Nevertheless, the economic viability of these investments does depend on the fluctuations in the global methanol market, with methanol price and demand being key factors of consideration. However, this particular project in Brass, and the announcement of the export/offtake strategy to China, indicates a potential prosumer model where China will be a strategic partner within the methanol production plant in the Bayelsa State region, with industrial or energy consumption of this methanol in China. This could offer the project access to long-term offtake agreements with Chinese counterparties driving methanol demand, which would also potentially de-risk the project.
Nigeria’s strategic positioning in petrochemical trade
Overall, China's investments in Nigeria's oil and gas sector are of particular significance, with methanol opportunities a new angle in the South-East Nigeria region. Chinese energy companies have acquired interests in oilfields, entered into exploration and production agreements, and supported Nigeria in modernising its oil and gas infrastructure.

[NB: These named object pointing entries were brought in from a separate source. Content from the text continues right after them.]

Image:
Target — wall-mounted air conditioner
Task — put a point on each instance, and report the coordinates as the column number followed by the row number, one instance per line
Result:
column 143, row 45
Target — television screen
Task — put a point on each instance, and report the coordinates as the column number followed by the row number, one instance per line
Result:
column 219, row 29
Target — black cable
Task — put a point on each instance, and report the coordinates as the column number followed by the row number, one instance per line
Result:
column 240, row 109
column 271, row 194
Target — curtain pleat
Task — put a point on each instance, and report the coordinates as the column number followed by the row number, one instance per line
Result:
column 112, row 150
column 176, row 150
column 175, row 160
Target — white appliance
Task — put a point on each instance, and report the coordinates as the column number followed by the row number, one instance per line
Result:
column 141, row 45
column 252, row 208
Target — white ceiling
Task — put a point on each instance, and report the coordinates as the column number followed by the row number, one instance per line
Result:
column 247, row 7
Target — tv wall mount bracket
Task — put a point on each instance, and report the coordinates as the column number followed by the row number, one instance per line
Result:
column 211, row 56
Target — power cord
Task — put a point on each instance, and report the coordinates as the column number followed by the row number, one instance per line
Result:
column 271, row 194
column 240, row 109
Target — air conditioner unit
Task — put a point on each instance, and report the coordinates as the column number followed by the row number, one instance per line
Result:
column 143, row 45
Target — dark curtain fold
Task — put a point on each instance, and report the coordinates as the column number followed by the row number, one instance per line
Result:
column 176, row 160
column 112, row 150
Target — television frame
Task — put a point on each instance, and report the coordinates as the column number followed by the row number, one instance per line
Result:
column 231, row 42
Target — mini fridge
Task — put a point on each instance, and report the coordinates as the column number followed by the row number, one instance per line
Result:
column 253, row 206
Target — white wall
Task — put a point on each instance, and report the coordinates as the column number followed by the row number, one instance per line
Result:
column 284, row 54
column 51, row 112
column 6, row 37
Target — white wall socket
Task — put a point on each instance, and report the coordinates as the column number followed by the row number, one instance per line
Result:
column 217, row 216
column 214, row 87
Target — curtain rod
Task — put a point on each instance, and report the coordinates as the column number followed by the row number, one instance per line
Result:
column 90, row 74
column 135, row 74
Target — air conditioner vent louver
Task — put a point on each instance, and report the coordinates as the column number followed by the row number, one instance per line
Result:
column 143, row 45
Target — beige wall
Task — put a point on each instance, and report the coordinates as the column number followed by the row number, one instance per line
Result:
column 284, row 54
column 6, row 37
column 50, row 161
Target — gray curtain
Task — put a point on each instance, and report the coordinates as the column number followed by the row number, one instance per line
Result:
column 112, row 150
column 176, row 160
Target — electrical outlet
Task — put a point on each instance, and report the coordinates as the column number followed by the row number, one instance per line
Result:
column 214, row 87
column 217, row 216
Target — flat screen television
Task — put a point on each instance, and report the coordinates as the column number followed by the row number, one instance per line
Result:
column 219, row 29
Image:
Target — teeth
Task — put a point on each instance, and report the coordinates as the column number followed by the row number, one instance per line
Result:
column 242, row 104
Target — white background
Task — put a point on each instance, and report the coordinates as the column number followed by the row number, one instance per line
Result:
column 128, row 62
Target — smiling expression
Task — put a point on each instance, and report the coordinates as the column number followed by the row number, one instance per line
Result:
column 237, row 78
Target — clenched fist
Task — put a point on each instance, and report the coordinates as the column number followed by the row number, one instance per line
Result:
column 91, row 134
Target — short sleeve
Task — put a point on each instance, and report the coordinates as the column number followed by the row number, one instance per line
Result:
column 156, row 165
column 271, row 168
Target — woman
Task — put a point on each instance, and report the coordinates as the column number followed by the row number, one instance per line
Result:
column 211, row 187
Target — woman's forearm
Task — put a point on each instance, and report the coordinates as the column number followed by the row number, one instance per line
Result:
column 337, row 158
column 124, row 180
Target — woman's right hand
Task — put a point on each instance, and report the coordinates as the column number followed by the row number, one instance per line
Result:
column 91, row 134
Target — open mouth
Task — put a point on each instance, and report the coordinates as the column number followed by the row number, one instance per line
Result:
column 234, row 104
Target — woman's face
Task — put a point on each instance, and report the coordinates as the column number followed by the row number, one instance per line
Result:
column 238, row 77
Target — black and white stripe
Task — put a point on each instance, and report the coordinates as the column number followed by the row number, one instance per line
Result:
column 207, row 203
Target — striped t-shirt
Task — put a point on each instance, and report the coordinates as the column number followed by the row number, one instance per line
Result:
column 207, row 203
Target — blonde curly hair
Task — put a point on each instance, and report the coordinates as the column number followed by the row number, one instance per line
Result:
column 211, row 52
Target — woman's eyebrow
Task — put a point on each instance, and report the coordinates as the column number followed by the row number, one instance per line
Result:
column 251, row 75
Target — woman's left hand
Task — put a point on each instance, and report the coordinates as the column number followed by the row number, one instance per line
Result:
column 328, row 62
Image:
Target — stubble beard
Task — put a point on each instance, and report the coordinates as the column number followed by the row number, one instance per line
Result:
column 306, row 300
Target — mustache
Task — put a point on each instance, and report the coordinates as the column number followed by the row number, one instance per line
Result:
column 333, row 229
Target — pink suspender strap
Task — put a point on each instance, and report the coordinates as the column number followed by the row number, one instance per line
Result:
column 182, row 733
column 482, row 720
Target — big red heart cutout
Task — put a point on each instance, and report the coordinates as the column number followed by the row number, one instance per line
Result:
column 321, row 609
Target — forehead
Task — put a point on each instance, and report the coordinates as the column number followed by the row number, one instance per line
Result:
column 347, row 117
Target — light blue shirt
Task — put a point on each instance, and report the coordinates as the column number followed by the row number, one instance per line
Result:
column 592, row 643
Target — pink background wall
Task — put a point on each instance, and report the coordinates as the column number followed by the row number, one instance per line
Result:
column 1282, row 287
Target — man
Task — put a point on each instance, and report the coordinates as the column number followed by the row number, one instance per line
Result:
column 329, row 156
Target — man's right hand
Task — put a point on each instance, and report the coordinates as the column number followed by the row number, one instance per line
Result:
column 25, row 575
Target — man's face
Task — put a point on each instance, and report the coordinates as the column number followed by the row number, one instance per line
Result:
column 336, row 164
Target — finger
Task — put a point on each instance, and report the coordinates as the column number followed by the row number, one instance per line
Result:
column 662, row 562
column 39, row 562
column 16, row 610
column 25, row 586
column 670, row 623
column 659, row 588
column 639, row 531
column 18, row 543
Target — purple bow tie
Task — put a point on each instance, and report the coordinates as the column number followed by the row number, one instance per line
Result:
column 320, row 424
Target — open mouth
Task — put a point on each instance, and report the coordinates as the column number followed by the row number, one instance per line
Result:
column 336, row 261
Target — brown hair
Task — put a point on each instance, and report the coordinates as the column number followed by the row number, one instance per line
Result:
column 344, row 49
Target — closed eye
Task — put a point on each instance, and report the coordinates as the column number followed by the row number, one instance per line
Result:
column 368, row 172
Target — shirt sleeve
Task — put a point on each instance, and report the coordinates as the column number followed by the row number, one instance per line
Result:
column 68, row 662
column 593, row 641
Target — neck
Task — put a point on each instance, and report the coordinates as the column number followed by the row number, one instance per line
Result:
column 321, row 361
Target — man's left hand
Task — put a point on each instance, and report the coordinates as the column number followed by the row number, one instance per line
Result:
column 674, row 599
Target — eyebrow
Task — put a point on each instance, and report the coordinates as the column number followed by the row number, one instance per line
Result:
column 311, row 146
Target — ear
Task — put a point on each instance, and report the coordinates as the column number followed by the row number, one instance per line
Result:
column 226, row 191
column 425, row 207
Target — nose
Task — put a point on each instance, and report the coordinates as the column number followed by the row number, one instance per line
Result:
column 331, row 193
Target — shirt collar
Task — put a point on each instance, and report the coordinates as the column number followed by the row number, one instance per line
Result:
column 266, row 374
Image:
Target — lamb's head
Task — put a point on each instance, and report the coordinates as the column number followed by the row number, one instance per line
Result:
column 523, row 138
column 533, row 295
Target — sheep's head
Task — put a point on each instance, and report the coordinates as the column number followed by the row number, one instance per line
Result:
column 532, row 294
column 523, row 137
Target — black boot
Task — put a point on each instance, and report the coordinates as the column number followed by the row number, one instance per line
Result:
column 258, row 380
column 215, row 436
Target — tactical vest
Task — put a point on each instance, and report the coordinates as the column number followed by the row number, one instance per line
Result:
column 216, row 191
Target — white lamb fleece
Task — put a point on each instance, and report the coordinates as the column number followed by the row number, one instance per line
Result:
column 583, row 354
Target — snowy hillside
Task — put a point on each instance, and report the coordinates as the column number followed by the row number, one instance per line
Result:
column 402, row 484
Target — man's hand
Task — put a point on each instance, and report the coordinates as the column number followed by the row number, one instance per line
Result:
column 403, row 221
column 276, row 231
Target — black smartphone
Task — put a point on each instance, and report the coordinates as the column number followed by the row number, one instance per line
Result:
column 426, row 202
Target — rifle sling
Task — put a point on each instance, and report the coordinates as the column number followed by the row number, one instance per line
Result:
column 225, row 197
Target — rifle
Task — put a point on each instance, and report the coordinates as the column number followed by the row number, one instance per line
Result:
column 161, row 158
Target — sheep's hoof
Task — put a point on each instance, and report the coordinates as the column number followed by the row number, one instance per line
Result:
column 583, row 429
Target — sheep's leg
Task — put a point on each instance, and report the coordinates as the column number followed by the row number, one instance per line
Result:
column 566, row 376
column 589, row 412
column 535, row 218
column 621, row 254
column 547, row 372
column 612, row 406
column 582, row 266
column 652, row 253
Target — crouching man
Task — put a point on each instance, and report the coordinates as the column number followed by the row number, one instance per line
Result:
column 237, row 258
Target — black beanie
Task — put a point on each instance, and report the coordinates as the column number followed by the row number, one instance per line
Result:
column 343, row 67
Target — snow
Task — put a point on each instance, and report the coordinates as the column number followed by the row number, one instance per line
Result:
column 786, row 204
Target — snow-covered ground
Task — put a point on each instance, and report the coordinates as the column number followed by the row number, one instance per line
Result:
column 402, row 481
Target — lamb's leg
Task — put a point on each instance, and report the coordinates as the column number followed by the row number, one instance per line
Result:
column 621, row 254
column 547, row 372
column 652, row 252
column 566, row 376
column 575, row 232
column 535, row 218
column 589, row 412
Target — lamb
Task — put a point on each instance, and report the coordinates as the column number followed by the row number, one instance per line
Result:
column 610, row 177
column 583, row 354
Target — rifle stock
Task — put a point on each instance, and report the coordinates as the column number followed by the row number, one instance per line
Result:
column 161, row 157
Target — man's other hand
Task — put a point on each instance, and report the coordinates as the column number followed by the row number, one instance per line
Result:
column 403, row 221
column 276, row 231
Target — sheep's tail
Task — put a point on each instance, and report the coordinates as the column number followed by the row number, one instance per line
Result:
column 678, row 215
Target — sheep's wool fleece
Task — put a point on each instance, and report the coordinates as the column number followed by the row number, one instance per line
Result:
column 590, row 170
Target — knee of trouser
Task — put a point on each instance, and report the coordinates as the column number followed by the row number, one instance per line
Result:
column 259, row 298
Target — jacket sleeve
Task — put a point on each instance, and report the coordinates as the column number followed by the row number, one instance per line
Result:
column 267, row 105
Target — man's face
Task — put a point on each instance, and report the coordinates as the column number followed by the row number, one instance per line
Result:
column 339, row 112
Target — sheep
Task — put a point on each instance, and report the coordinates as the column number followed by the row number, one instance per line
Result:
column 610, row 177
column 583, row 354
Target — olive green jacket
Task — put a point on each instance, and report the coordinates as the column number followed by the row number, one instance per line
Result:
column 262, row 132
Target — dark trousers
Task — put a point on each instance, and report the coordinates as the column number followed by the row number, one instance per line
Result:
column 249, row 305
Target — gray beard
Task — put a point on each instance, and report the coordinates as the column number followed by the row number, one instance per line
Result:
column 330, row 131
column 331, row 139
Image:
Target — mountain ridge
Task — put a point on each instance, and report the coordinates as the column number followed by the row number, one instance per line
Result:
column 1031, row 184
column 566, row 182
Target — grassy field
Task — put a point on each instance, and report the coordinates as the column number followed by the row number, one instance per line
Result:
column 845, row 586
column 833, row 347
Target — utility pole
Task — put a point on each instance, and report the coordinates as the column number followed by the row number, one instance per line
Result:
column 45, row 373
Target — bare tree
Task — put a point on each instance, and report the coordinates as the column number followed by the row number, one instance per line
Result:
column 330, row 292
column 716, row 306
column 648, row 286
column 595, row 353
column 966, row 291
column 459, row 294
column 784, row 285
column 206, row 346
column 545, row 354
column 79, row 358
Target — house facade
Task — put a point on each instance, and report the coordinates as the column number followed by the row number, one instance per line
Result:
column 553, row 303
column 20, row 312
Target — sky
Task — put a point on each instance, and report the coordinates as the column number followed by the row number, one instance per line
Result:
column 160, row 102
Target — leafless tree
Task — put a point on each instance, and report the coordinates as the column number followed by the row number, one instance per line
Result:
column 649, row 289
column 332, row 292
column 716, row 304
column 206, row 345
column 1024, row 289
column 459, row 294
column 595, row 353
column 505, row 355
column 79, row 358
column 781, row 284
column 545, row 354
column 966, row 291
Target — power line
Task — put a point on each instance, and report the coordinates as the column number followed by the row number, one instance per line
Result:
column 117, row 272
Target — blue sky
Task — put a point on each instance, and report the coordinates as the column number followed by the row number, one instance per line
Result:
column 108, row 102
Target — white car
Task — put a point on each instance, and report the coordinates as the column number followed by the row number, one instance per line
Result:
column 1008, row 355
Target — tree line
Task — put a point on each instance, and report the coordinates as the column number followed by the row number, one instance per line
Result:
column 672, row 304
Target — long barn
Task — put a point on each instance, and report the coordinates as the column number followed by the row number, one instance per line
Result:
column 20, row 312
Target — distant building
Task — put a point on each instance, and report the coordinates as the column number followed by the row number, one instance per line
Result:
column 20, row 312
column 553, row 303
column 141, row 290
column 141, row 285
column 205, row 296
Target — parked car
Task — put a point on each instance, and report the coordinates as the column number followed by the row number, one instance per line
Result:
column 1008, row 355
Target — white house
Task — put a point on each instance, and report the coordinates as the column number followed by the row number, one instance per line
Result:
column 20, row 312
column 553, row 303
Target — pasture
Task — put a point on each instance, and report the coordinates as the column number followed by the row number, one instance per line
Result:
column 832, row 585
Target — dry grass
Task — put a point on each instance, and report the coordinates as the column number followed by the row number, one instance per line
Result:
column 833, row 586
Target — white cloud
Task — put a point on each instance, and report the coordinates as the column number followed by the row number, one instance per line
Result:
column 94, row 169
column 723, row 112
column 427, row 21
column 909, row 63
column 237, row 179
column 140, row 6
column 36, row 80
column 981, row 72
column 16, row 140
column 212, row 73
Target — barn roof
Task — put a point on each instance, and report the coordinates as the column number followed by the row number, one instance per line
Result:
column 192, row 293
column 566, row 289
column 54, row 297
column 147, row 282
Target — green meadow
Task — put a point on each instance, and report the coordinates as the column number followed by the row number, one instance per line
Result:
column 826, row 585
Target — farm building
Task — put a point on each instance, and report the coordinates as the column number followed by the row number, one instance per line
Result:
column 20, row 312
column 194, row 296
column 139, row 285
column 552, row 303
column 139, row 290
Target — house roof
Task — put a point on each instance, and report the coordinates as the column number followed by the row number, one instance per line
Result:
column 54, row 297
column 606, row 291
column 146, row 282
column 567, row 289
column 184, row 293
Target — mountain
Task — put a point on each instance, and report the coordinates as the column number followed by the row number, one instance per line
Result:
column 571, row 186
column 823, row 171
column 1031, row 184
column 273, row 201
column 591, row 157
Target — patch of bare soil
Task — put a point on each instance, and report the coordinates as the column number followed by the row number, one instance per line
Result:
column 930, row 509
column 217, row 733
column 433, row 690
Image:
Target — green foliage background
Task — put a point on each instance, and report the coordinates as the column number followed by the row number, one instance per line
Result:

These investments not only secure China's energy security but also contribute to the development of the country's energy sector.
It is important to highlight that while China's investments in Nigeria's energy sector offer opportunities for development and modernization, such developing region investments inevitably come with challenges. Environmental concerns, governance issues, and debt sustainability have been raised as potential downsides to the extensive infrastructure investments. In the context of the methanol plant in Brass, this will likely include a range of supporting infrastructure to support the methanol port to ensure the ongoing ability to export, such as roads and channel harbours.
In conclusion, China's investments in Nigeria's energy infrastructure through the Belt and Road Initiative have significantly contributed to the development of the country's power generation and oil and gas sectors. These investments have the potential to enhance Nigeria's energy security, stimulate economic growth, and promote sustainable energy sources. Such investments in developing nations for the production of chemical commodities beyond petroleum is a sign of much-needed diversification within the Niger Delta region, which can facilitate the movement of energy resources within Nigeria and for increased export to the Chinese economy.